#ClarkTogether
The Council on the Uncertain Human Future invites people into reflection, collective insight, and reckoning on the climate crisis through a process of intentional conversation. CUHF, launched in 2014 through the Higgins School of Humanities at Clark, is now an international network engaging a wide range of groups in these deeper conversations. It is also the foundation of A new Earth conversation at Clark, a campuswide climate initiative.
Now, as COVID-19 affects lives across the globe, the CUHF is seeing the powerful linkages between the current pandemic and the disruption posed by climate change. Although it has always been held in in-person gatherings, the Council has now moved its meetings to a virtual format. It has also created an online “Reader for these COVID-19 Times,” featuring commentary and reflections from writers who are considering how the pandemic relates to larger planetary conditions and challenges.
The CUHF and NEC now invite all Clark students to join An Evening of Council in this time of pandemic via Zoom on May 19 at 7 p.m.; those who choose to join can share their experiences and consider the broader social, ecological, and climate challenges together.
“We really want to create a space for the students to be able to process how this is affecting them personally and in their professional and life planning,” says Michelle Sayles, CUHF/NEC assistant director. “This is disrupting so many things we take for granted, and it’s helping us make more tangible what we’ve talked about in the Council process.”
Sarah Buie, professor emerita and research scholar at Clark’s Department of Visual and Performing Arts and a founding convener of CUHF, says the current situation is likely a compressed version of what we may continue to see in ongoing ways.
“This may be the first of more pandemics; it is remarkable and revealing that we’re forced to stop our economy, because our impact on the natural world is lessened. We can see the healing that’s possible if we could pull back from the mindless plunder of the planet that is typically underway,” she says.
The “Reader for these COVID-19 Times” continues to grow daily.
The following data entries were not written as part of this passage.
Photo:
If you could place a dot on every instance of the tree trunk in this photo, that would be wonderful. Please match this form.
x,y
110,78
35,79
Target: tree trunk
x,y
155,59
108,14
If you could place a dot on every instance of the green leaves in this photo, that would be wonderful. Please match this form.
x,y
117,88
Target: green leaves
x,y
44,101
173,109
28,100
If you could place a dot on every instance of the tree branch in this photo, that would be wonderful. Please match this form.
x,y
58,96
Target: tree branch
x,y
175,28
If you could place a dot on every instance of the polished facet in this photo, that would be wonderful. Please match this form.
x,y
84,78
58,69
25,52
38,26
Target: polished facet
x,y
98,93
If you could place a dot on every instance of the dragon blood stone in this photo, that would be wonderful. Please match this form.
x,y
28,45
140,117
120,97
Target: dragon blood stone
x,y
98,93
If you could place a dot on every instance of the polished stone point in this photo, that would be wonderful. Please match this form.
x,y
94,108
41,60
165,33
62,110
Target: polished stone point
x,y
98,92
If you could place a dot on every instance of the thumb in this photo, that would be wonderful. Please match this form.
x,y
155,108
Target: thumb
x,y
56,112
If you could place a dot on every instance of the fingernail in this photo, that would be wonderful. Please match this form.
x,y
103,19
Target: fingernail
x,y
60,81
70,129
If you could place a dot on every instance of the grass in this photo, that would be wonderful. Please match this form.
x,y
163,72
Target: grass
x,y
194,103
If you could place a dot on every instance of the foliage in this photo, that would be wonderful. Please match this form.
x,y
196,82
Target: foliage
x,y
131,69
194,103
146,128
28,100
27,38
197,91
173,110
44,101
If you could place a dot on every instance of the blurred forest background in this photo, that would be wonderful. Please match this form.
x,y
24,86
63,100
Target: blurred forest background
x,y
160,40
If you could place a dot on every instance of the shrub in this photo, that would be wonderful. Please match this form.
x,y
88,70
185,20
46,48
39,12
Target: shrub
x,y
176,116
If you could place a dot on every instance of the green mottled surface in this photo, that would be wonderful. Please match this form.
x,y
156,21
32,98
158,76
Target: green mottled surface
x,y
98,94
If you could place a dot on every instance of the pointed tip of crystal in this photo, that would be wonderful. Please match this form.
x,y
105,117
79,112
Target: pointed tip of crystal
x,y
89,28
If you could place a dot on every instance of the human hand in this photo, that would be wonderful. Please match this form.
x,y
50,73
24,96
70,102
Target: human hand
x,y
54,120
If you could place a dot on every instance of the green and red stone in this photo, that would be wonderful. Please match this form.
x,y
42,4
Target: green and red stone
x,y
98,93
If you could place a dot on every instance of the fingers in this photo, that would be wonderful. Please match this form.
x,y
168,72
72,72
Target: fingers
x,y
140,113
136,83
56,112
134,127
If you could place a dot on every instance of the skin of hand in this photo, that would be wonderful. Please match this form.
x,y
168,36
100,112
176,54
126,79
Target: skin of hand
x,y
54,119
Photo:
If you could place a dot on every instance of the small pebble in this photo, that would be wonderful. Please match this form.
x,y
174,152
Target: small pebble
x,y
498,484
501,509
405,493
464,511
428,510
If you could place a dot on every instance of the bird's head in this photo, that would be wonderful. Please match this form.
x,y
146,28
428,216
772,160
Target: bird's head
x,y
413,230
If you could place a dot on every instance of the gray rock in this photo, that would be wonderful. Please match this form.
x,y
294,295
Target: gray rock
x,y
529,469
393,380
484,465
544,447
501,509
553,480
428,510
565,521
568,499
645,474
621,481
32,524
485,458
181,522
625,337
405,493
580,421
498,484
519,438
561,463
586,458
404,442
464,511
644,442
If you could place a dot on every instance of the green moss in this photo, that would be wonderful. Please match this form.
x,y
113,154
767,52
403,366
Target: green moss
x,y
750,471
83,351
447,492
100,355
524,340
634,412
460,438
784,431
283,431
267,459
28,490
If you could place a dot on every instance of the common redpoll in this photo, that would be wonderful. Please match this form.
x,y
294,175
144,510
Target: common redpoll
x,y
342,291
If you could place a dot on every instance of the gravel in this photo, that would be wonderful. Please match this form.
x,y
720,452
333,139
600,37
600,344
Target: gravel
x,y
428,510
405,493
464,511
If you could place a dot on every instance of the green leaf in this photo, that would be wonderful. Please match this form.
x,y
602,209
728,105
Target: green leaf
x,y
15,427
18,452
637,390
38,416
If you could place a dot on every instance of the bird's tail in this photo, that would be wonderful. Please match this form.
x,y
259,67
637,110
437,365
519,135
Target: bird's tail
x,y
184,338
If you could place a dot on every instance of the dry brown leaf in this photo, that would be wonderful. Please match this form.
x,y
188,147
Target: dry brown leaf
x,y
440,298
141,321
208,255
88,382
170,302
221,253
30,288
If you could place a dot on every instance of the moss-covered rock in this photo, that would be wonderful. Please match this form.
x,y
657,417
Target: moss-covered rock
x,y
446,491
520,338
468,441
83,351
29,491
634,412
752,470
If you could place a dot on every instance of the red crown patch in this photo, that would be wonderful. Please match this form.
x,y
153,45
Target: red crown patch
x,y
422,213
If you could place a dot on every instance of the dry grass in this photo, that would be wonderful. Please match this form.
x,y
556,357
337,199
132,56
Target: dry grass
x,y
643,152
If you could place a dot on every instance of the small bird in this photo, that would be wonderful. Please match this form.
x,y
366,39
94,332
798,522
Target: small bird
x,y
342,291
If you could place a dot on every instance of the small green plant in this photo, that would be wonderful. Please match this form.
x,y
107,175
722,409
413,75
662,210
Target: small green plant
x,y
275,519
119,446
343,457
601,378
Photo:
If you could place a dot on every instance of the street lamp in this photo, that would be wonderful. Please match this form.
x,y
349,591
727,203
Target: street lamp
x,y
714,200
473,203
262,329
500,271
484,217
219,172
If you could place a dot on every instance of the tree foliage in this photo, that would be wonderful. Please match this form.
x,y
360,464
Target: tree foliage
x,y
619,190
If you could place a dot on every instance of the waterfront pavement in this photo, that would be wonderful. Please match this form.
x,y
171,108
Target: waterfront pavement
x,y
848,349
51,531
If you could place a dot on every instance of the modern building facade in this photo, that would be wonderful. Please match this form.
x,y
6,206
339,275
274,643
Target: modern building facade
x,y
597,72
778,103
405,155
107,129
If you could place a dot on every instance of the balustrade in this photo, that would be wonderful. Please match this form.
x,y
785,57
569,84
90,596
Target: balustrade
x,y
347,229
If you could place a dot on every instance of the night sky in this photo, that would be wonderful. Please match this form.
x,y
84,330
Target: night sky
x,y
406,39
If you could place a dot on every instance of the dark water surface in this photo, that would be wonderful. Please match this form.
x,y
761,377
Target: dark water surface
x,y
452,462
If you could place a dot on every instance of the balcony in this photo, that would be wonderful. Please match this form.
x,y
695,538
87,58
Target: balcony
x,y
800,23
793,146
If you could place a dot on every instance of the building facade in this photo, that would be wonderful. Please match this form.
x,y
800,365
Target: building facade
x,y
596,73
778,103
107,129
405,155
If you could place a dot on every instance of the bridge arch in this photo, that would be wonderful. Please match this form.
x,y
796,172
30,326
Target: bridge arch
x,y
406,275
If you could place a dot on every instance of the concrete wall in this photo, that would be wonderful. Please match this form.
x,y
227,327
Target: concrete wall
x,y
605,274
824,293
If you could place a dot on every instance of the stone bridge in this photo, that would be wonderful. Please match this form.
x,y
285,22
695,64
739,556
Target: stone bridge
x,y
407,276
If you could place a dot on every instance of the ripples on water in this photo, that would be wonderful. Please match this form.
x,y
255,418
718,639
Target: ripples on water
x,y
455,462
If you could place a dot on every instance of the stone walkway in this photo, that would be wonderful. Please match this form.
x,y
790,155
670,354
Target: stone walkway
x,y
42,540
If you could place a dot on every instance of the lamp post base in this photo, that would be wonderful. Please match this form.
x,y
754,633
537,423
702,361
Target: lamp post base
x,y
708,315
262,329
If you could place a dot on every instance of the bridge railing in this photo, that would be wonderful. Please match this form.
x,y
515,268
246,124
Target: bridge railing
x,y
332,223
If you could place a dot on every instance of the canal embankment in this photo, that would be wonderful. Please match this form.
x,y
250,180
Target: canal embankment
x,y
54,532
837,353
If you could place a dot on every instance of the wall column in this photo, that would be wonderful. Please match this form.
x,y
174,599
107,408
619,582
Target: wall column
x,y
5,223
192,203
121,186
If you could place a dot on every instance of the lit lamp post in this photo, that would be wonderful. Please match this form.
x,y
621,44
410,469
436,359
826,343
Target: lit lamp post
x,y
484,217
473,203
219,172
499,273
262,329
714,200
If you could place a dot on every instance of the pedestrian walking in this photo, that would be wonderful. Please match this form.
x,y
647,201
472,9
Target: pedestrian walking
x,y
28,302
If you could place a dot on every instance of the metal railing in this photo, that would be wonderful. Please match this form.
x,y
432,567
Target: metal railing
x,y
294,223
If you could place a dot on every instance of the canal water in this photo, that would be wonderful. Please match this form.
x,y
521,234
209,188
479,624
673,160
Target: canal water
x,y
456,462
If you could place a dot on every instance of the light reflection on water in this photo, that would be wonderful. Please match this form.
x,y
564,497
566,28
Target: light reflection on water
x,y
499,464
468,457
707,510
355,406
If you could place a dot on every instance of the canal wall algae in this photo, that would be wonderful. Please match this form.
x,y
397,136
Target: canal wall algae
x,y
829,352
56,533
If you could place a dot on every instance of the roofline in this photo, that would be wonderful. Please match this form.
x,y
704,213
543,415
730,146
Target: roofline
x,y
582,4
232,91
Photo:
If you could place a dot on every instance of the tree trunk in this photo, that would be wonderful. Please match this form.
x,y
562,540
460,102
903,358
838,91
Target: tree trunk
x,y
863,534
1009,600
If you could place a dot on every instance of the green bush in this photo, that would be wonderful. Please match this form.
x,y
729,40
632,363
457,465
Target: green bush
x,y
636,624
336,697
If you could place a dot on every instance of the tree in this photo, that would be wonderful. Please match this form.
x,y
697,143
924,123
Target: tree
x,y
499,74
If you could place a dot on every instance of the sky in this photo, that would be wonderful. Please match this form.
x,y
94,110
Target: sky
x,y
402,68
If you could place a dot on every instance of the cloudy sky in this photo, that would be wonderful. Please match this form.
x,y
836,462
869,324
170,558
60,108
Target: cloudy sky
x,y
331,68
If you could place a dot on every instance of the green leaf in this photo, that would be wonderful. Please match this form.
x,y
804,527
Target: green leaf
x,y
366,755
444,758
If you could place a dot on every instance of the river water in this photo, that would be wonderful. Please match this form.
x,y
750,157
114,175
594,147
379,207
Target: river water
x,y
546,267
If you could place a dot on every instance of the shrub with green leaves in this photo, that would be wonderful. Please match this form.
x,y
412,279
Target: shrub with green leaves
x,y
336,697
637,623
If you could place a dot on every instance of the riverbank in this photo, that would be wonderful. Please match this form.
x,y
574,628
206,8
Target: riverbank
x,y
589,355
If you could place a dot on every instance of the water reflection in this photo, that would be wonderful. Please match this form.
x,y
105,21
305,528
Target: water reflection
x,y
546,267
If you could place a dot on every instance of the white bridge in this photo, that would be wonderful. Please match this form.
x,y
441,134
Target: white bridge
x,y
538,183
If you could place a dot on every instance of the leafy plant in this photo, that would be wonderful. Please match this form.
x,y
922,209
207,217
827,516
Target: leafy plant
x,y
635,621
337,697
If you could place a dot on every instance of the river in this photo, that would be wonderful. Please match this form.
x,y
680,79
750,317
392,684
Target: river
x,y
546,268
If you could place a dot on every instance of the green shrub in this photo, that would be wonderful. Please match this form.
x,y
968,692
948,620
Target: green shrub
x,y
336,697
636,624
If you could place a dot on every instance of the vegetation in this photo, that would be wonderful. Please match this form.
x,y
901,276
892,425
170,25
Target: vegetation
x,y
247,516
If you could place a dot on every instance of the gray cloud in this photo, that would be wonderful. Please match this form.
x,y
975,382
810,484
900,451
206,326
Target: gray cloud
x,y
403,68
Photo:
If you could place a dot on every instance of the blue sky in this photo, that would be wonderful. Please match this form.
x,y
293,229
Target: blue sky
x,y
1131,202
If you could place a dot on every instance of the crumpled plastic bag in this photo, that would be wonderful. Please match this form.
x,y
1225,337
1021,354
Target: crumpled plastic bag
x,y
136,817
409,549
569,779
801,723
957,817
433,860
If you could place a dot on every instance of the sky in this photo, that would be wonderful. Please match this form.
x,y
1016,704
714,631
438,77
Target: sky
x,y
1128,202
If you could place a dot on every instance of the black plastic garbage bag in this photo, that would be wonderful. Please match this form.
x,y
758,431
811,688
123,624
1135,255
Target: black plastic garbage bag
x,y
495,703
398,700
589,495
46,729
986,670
It includes links to articles, podcasts, videos, and poems about the pandemic and climate crisis. “There was wisdom pouring forth from so many sources that it felt important to put it together,” Buie says. “It’s obvious we need to be deepening our own reflection at this time, and many thought leaders are giving us opportunities to do that with them.”
Buie suggests that, though distinct in their particulars, the pandemic and the climate crisis both arise from the assumption that humans may endlessly exploit the natural world, despite our interdependence with it. “In both instances, we’re being shown that unchecked capitalism will disrupt and ultimately destroy the ecological health of the planet,” she says. “Tragically, it is a kind of unconscious collective suicide.”
As we begin to heal from the pandemic, Sayles says we must ensure that the recovery process doesn’t further reinforce the existing conditions that have brought us to this point. That involves contemplating what a just transition looks like – taking into account the issue of inequality and what we’re asking of the most marginalized in this moment.
The Council on the Uncertain Human Future involves slowing down, reckoning together, and listening for collective wisdom. In this unfolding crisis, Buie says an important first step is to let ourselves slow down and reflect.
“We have been moving so fast,” she says. “May we, slowed and altered by the pain and suffering now underway, be forced to put down our assumptions, and see their costs. May we work to re-envision our societies, interwoven and in balance with the life systems of this incredible planet.”